Justice Department Decides Against Investigating State On Nursing Homes

The U. S. Department of Justice has determined it will not open a civil rights investigation into any public nursing facility within Michigan.

Eleven months ago, the department – then under the direction of former President Donald Trump’s attorney general, Bill Barr – sent a letter to Governor Gretchen Whitmer requesting a considerable amount of state data related to its handling of COVID-19 in nursing facilities . A similar letter went out to the governors of New York, New Jersey and Pennsylvania.

At the time, the governors receiving the letter – all Democrats – slammed the request as political.

In a letter to Ms.

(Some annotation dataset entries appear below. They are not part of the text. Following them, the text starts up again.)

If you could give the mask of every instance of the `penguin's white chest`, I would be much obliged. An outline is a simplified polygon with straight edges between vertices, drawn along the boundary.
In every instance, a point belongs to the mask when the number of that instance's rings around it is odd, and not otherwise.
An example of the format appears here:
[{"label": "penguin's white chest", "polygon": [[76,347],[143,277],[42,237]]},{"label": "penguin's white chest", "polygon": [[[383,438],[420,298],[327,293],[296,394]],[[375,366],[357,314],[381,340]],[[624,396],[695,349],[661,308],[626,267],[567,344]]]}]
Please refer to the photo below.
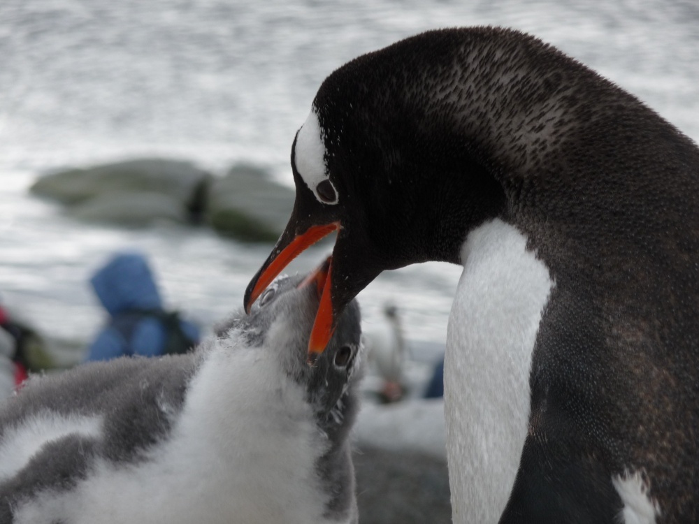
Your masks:
[{"label": "penguin's white chest", "polygon": [[526,238],[495,219],[472,231],[449,316],[445,414],[454,522],[496,523],[519,464],[529,372],[554,283]]}]

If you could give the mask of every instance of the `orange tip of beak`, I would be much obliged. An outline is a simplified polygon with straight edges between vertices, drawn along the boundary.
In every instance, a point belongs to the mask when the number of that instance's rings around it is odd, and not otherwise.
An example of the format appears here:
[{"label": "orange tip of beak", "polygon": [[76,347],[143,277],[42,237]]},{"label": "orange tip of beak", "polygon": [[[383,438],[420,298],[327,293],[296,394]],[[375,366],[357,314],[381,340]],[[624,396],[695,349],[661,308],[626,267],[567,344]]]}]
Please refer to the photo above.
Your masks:
[{"label": "orange tip of beak", "polygon": [[323,285],[323,291],[320,296],[320,304],[318,312],[315,314],[315,321],[310,332],[308,340],[308,361],[312,363],[318,355],[325,351],[328,342],[330,342],[335,326],[333,325],[333,303],[331,300],[330,290],[332,288],[331,259],[326,261],[328,264],[327,274]]},{"label": "orange tip of beak", "polygon": [[323,226],[312,226],[305,233],[294,237],[294,240],[276,256],[273,257],[271,256],[267,267],[257,277],[252,292],[245,300],[245,312],[250,312],[250,306],[289,262],[310,245],[339,228],[339,222],[332,222]]}]

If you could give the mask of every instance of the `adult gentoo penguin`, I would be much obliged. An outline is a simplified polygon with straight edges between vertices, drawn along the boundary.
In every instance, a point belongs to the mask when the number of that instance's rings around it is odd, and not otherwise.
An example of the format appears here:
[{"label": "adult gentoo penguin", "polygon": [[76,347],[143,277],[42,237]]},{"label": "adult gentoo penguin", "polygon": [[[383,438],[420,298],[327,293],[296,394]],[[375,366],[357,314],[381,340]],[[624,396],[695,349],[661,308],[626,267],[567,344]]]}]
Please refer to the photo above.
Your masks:
[{"label": "adult gentoo penguin", "polygon": [[699,521],[699,150],[550,45],[433,31],[323,82],[249,306],[337,230],[311,335],[381,271],[463,265],[445,362],[456,523]]},{"label": "adult gentoo penguin", "polygon": [[0,406],[0,522],[356,523],[359,312],[308,365],[324,275],[278,279],[194,354],[30,380]]}]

Whitmer’s chief legal counsel, Mark Totten, Steven Rosenbaum, chief of the Justice Department’s special litigation section, said after reviewing the information provided, “we have decided not to open a CRIPA investigation of any public nursing facility within Michigan at this time.”

CRIPA is the Civil Rights of Institutionalized Persons Act.

The Justice Department is now under the authority of an appointee of President Joe Biden. Mr. Rosenbaum has spent his career at the department, however.

Republicans have attacked Ms. Whitmer on COVID-19 in nursing homes, citing a short-lived executive order she issued early in the pandemic requiring COVID-19 positive patients not requiring hospitalization to be housed in sectioned off areas of nursing homes if it could be done so safely. Ms. Whitmer and the Michigan Department of Health and Human Services have said repeatedly the order was never implemented and quickly changed.

There is no data to suggest that Michigan saw more nursing home patients contract COVID-19 than other states without similar policies though that data is now the subject of a study by the Office of the Auditor General.